A week's recovery following a craniotomy of the type indicated by the senator's office sounds about right, Dehdashti said.
"If the bleeding did not involve the functional areas of the brain, then one week is reasonable," Dehdashti said.
Bederson agreed that McCain should recover quickly, barring any unforeseen health problems.
"I've operated on a lot of people like this -- high-powered people who are still in their prime, and they make a full recovery," Bederson said.
However, several questions remain regarding McCain's condition, and the answers could mean more recovery time or treatment, Dehdashti said.
For example, the senator's office has not said whether McCain suffered any neurological effects from the blood clot, such as problems with speech or reasoning, Dehdashti said.

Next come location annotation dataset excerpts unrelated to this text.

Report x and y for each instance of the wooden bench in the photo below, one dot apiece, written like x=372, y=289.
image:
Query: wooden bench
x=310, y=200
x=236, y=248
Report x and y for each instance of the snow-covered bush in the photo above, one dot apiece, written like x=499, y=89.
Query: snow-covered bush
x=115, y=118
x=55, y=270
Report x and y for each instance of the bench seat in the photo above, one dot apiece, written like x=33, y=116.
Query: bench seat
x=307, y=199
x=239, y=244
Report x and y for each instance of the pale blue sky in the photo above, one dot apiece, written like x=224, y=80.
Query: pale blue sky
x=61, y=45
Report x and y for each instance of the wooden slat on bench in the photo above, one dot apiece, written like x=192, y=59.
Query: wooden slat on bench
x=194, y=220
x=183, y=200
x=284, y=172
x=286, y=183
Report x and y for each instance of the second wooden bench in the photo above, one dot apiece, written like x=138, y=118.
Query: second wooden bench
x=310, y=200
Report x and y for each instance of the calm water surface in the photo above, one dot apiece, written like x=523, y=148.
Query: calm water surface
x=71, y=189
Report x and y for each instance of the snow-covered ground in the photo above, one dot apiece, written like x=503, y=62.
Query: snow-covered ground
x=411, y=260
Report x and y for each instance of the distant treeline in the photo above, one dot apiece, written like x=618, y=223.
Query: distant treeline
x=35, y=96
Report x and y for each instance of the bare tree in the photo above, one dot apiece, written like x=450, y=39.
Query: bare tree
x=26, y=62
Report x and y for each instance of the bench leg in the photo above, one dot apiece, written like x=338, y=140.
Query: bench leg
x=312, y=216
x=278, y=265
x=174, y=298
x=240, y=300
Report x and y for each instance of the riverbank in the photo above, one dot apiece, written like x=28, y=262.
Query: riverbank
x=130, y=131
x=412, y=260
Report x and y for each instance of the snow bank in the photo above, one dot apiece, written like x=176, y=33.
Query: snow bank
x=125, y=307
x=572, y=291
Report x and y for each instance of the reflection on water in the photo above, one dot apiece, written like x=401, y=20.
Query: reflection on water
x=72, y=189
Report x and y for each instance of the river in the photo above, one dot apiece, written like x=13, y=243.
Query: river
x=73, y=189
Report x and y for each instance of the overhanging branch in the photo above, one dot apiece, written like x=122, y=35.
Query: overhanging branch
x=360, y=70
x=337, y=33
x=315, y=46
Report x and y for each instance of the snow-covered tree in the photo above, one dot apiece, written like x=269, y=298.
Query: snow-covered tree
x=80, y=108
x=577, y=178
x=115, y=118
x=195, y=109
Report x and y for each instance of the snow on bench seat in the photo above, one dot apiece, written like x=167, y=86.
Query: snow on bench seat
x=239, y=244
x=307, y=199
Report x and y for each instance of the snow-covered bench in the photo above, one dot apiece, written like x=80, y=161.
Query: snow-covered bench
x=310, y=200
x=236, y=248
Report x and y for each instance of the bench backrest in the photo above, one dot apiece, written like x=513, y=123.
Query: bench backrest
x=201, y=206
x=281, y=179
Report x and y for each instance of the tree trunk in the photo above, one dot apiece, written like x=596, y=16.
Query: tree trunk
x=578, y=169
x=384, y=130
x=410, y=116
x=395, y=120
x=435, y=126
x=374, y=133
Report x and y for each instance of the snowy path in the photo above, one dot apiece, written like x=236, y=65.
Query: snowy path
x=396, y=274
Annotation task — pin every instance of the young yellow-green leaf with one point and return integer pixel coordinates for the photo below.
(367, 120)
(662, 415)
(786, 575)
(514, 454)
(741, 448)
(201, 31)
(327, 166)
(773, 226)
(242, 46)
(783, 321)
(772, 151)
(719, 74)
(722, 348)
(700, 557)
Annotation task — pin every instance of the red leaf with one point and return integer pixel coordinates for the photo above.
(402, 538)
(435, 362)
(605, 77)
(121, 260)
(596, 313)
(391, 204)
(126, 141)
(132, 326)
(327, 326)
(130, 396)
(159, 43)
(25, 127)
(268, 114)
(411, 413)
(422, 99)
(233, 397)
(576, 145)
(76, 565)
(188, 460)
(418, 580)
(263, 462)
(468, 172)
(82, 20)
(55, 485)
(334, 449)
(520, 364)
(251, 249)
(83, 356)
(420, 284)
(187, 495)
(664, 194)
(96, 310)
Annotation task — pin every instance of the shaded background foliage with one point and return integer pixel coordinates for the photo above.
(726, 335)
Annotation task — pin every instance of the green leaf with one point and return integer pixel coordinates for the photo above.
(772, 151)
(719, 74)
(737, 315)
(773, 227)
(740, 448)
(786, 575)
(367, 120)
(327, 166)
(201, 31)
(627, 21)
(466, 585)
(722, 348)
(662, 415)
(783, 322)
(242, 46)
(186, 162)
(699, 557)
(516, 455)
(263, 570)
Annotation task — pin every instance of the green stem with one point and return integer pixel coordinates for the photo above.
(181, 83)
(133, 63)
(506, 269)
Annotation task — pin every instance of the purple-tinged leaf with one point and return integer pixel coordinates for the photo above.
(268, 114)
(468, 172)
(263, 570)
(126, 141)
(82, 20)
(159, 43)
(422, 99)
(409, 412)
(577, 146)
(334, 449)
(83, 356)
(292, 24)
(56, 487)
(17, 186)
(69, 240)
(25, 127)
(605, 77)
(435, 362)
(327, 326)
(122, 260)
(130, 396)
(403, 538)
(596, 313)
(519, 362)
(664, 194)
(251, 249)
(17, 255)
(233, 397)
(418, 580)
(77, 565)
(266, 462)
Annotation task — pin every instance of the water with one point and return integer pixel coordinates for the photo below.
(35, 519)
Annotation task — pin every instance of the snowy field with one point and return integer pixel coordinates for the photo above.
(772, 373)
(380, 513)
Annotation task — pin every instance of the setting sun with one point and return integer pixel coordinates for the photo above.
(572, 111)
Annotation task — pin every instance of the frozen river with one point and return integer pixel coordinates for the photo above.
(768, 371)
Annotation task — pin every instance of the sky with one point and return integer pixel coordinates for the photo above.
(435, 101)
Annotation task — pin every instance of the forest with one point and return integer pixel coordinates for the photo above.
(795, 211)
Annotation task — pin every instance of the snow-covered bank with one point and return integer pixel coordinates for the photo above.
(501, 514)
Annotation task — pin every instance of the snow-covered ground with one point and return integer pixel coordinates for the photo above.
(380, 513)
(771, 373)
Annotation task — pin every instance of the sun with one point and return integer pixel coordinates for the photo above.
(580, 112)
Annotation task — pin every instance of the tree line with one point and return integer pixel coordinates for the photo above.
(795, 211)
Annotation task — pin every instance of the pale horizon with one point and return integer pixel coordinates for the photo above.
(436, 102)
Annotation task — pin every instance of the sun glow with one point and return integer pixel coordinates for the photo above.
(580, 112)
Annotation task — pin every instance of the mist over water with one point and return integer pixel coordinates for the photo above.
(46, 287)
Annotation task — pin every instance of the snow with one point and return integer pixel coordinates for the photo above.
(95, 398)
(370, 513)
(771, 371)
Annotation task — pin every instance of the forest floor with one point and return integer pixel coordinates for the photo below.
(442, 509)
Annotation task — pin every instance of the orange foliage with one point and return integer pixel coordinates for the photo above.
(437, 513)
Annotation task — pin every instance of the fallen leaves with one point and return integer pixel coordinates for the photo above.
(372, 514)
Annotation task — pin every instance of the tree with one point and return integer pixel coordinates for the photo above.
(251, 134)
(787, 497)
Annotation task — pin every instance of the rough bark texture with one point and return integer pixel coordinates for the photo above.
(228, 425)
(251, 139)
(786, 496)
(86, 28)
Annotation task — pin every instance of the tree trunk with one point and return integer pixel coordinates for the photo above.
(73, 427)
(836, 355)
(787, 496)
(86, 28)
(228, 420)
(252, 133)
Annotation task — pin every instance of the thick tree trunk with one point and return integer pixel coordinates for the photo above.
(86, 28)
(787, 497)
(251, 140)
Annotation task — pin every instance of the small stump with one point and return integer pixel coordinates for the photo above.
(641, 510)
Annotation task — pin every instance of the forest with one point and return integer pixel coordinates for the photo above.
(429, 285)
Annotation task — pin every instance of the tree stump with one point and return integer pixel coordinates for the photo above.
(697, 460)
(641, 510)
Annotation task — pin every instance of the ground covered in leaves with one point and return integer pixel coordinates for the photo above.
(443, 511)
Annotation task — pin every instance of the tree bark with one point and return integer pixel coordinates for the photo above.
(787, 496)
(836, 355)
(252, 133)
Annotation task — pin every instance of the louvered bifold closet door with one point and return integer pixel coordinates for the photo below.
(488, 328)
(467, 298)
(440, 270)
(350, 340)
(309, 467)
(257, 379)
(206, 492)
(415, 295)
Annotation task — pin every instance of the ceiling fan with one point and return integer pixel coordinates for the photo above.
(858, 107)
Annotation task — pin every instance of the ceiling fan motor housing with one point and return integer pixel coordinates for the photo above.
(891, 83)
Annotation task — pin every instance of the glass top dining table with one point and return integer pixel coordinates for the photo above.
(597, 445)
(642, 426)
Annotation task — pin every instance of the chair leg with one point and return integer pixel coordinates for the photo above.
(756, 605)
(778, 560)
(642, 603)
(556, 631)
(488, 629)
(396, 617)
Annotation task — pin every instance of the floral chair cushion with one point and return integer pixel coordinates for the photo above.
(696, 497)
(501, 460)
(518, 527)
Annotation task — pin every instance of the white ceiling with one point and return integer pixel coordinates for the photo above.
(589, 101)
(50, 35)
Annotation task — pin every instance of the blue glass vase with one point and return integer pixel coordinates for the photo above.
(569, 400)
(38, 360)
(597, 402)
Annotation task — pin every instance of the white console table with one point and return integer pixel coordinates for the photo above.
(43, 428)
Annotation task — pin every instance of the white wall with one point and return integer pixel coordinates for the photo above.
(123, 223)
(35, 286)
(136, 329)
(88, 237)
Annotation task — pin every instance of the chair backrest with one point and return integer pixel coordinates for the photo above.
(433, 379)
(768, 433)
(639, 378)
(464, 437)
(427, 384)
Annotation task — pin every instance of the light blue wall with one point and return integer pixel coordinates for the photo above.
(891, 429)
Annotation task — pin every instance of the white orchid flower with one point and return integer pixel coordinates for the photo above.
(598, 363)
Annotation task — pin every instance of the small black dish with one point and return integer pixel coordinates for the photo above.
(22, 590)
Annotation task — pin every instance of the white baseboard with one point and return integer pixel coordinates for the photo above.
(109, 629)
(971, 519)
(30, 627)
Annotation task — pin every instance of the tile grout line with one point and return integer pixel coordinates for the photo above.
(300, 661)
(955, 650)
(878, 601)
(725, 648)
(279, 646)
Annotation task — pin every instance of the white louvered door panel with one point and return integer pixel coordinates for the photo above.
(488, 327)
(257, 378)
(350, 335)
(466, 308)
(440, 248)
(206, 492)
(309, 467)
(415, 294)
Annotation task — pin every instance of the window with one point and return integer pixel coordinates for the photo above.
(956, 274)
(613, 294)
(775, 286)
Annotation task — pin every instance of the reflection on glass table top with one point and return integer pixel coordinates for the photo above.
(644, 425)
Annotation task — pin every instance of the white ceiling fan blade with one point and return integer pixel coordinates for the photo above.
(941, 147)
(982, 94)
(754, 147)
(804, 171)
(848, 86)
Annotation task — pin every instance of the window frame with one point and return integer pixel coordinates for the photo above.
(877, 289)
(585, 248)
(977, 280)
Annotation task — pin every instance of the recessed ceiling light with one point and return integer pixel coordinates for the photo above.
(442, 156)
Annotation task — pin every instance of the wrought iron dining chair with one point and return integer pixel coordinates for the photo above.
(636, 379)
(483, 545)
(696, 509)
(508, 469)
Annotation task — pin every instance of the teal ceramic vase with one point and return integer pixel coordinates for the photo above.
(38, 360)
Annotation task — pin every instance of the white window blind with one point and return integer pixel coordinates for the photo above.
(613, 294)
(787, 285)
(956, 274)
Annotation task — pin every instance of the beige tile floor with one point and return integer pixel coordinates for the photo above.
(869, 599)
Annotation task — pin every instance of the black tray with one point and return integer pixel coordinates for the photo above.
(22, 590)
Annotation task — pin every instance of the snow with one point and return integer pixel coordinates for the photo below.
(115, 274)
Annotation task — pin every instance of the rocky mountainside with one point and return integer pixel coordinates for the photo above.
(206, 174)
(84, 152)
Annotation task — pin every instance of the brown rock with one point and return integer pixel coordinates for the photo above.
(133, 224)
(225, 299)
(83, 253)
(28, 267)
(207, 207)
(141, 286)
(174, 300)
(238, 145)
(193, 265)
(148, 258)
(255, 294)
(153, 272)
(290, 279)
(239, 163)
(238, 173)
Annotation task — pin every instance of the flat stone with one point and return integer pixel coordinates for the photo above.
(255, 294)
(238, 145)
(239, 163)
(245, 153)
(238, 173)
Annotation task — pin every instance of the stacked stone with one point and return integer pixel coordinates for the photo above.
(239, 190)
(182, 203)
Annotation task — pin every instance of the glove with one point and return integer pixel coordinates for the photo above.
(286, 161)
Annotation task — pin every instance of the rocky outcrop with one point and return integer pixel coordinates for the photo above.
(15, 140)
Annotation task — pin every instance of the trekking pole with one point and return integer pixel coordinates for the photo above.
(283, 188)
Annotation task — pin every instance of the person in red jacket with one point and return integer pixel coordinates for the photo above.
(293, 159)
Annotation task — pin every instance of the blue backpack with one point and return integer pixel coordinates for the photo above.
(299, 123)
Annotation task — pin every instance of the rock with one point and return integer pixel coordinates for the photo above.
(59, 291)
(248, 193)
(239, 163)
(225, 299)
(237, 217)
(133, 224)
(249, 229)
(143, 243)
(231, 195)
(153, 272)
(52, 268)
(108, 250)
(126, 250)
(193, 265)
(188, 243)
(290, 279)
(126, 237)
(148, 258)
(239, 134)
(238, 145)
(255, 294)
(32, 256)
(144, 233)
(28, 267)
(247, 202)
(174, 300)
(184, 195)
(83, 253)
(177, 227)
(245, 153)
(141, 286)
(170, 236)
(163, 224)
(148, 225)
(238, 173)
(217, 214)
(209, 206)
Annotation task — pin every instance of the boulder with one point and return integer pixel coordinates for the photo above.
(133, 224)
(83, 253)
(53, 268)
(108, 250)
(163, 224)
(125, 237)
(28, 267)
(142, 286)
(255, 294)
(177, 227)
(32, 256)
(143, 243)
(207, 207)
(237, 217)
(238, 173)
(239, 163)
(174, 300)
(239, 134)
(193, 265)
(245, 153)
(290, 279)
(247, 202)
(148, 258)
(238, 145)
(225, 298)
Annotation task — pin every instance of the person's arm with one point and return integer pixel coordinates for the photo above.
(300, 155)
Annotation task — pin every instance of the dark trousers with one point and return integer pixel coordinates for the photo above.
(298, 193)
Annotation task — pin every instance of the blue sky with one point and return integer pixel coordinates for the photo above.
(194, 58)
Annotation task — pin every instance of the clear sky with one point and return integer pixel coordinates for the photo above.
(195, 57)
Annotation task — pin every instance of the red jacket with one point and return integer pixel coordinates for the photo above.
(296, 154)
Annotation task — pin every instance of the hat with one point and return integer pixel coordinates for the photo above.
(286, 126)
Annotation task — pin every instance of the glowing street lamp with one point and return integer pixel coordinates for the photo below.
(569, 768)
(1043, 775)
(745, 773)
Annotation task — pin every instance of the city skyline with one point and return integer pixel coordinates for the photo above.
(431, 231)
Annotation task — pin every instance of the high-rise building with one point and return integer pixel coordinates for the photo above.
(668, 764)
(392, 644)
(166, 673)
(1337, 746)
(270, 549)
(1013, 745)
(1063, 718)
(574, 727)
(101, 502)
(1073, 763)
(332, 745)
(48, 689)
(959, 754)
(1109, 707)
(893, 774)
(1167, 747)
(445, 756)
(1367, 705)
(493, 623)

The fact that doctors only needed a small opening to remove a relatively large blood clot indicates that the clot had been there for some time, said Bederson.
"The longer the time that has passed between the bleeding and when you intervene, the more liquid is the blood and the smaller the opening," Bederson said. "You can just drain it, and it all drains out. If this were to have happened recently, the blood is still very clotted and tenacious. You have to do a more aggressive removal through a bigger opening. "
Given that timing, the blood clot could explain McCain's confused questioning of former FBI Director James Comey during a Senate Intelligence Committee hearing in June, Bederson said.
The incident raised questions about the senator's mental state, but McCain blamed his confusion on a too-late night spent watching baseball.
"It's obviously speculation, but that would fit perfectly the time course," Bederson said. "If he had had some bleeding that occurred around that time and had some pressure on the brain, it could have made him confused and he just dealt with it and powered through and recovered on his own."
This also could explain why doctors went looking for the blood clot found in McCain's brain.
According to the senator's office, McCain's blood clot was discovered following a routine annual physical.
"They imply it was part of a routine exam, but that doesn't sound right," Bederson said. "You don't just routinely scan people. So there was something there."
The location of the craniotomy indicates surgery "in an area of the brain that is not really affecting the major functions, and is not debilitating in terms of the need for staying in the hospital and rehab for speech or movement function," Dehdashti said.
Although "sizable," the blood clot apparently was found in a "relatively silent area, where a lesion can sit without too many problems," Dehdashti added.
"My hope is this lesion is quite far away from the critical functional area of the brain," Dehdashti said.
Unless the pathology finds evidence of melanoma, McCain should be able to return to work very soon, Dehdashti and Bederson concluded.
"I don't think this is a Sword of Damocles hanging over him," Bederson said. "He should be able to make a full recovery and get back -- and vote his conscience."